Take a look on how the Ameritrade study was covered on CNBS last month.
First, Generation Z is typically thought of as the generation that was born after 1995, somewhat overlapping the youngest of the Millennial generation. The oldest member of this generation is 17 years old. The Ameritrade respondents are between 13 and 22. So any attempt at measuring attitudes towards financial planning is destined to reveal some degree of adolescent immaturity. In fact I was pretty surprised by the level of responsibility the younger respondent reveal in the rest of the study. Secondly, despite the obvious subtitle “Generation Z”, panel members keep referring to encounters at college campuses and to the many 30-year-olds they met who never attended a job interview. In my opinion there really is a difference between a 17-year-old and a 30-year-old! And at the same token they refer to statistics that show Gen X’ers and Gen Y’ers saving more for retirement than the Boomers do – or more than what this new “Entitlement Generation Z’ seems to want to do. Remember when it was Generation Y who was labeled the Entitlement Generation? About five or eight months ago? It seems like the age discriminating “entitlement” stigma is circulating faster than the age cohorts themselves now!
Take what you want from this. I think no matter where you stand politically, whether you blame the low taxes for the rich or unsustainable entitlement programs, there is a huge intergenerational disconnect out there. I know a legacy is much more than physical assets. What people remember and miss when older relatives pass away can’t and shouldn’t be measured in economic terms.
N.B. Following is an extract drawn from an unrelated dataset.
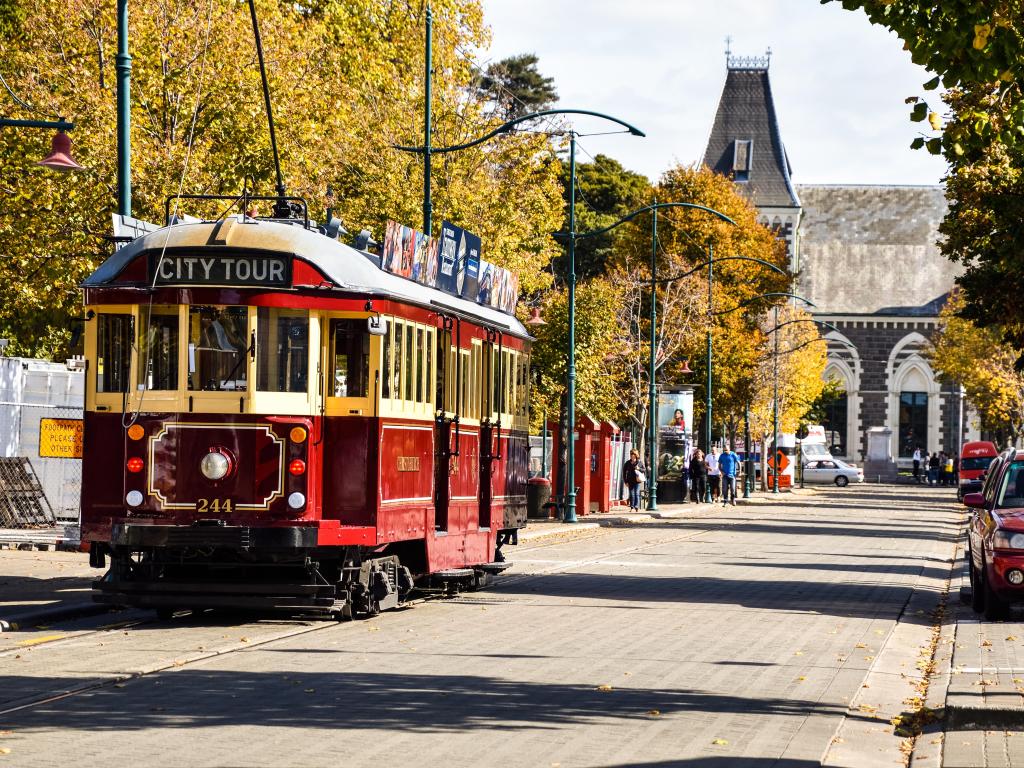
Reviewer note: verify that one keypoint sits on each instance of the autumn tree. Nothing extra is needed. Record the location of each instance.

Also there is clearly a hidden class dynamic going on here with the well-to-do being able to live comfortable lives and in addition save affluent leftovers on to their children. So besides the implied morbidity of this topic, indirectly gauging the economic accomplishments of relatives can make the subject extra uncomfortable. But still it is a topic with deep roots into agrarian societies and a conversation parents have encountered for centuries. There might have been disagreements about who is going to take over the family farm, but never that inheritance in and by itself is unfair to the parents. Quite opposite, I think reverse mortgages and Cadillac health insurance plans is a fairly new concept and something our great-grandfathers wouldn’t consider if it could negatively affect the next generation’s upward mobility potential. In fact I suspect that discussing the benefactor aspect of the parental role didn’t use to be a controversial issue at all.